A votação do projeto de empréstimo de R$ 435 milhões solicitado pelo prefeito Sílvio Mendes foi adiada nesta terça-feira (21) após os vereadores Petrus Evelyn (Progressistas) e João Pereira (PT) pedirem vista durante a sessão da Câmara Municipal de Teresina. A proposta, que já havia passado pelas comissões técnicas e estava próxima de ser aprovada em plenário, deve retornar para nova análise antes de ser colocada novamente em votação.
O projeto foi encaminhado ao Legislativo no dia 22 de setembro e tem como objetivo renegociar a chamada “Operação BB 500”, firmada em 2022 na gestão do ex-prefeito Dr. Pessoa. A nova operação de crédito não gera entrada de recursos nos cofres públicos, mas busca quitar integralmente o contrato anterior, no valor original de R$ 620 milhões, firmado com o Banco do Brasil. Segundo a prefeitura, a medida permitirá melhores condições de pagamento, com taxa de juros anual de 1%, isenção de tarifa por liquidação antecipada e carência de um ano.
De acordo com a justificativa apresentada pela gestão municipal, a renegociação visa reduzir encargos financeiros e ajustar o fluxo de pagamentos da dívida, o que deve gerar uma economia de aproximadamente R$ 100 milhões aos cofres do município. A prefeitura destaca que a operação foi estruturada de forma a garantir equilíbrio fiscal, sem comprometer a capacidade de endividamento da administração. O projeto também reforça que a substituição do contrato vigente por um novo acordo trará condições mais vantajosas para as finanças de Teresina.

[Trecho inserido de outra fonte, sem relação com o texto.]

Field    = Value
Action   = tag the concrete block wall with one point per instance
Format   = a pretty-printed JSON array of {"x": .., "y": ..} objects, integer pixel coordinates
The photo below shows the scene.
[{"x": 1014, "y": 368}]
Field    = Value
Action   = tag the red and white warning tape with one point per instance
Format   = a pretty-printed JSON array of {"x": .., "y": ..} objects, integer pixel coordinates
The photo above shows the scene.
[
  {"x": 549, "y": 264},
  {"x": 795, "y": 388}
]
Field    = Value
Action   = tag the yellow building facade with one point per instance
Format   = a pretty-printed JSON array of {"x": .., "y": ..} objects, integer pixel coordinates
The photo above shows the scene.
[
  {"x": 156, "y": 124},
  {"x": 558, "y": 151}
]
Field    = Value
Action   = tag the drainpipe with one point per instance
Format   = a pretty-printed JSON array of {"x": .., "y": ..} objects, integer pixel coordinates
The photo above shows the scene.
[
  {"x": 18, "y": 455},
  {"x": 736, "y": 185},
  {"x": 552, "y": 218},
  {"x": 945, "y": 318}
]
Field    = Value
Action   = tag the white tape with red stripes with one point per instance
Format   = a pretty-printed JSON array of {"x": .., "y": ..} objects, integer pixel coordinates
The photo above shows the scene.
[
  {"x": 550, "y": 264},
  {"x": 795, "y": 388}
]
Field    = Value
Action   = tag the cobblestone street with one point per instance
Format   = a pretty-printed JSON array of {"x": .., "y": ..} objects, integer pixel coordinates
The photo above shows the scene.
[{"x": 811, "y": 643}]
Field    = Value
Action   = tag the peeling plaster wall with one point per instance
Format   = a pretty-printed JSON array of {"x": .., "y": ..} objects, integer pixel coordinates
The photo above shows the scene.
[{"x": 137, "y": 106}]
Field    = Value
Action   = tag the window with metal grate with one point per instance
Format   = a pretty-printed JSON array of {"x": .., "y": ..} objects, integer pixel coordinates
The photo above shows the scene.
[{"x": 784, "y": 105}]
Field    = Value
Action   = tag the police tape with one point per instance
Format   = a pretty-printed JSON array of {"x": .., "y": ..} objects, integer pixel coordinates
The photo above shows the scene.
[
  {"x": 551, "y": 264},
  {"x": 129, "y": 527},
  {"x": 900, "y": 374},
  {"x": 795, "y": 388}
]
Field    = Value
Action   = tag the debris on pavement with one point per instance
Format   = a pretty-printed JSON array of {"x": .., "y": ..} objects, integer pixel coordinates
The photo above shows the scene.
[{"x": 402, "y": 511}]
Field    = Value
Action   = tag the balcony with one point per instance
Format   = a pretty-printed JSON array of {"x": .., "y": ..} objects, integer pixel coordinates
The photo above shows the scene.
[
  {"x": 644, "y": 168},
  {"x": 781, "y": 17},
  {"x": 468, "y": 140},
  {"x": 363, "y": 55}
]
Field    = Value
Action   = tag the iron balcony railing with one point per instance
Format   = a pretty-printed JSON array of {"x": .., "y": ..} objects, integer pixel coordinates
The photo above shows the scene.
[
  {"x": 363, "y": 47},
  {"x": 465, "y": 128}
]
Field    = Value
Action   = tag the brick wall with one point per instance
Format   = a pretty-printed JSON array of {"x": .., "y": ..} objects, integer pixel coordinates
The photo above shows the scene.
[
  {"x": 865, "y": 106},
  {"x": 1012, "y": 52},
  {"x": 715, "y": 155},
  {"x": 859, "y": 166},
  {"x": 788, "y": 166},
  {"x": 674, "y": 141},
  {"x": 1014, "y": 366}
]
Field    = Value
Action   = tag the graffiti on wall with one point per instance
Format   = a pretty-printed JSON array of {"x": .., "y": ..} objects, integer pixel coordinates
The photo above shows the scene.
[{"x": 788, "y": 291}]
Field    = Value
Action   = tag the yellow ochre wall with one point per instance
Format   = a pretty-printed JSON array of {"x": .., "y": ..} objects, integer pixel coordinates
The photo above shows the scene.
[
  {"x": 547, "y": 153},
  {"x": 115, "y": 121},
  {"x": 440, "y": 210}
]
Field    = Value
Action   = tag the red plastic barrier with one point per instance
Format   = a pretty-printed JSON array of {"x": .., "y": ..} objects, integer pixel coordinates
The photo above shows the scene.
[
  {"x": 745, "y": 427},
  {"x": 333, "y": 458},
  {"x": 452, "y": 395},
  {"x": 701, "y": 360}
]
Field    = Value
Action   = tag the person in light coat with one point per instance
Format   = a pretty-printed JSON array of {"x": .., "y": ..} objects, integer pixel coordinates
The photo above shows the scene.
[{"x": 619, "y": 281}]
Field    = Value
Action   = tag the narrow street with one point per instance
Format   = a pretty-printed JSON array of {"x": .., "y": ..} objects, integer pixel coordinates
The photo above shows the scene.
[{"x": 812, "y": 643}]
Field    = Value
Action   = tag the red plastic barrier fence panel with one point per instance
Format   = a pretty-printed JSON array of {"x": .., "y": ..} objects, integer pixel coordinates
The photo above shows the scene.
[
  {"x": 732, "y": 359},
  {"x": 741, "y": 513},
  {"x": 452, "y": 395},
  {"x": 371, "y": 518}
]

A tramitação da matéria na Câmara iniciou pela Comissão de Justiça, Legislação e Redação Final, responsável por avaliar a legalidade da proposta. Em seguida, o texto passou pela Comissão de Finanças, que emitiu parecer favorável à renegociação. Após essas etapas, a matéria foi inserida na pauta de votação do plenário, mas teve o processo interrompido pelos pedidos de vistas. A expectativa é que, após nova análise, o projeto seja votado ainda nesta semana.
Como forma de garantia para o empréstimo, a prefeitura indicou a vinculação de receitas do Fundo de Participação dos Municípios (FPM) e de outras transferências constitucionais. O texto enviado à Câmara reforça que a operação atende à Lei de Responsabilidade Fiscal e à Resolução nº 4.995/2022 do Conselho Monetário Nacional (CMN). A proposta tem como principal finalidade reorganizar as finanças da capital e aliviar a pressão sobre o orçamento, reduzindo os custos com juros e equilibrando o caixa municipal.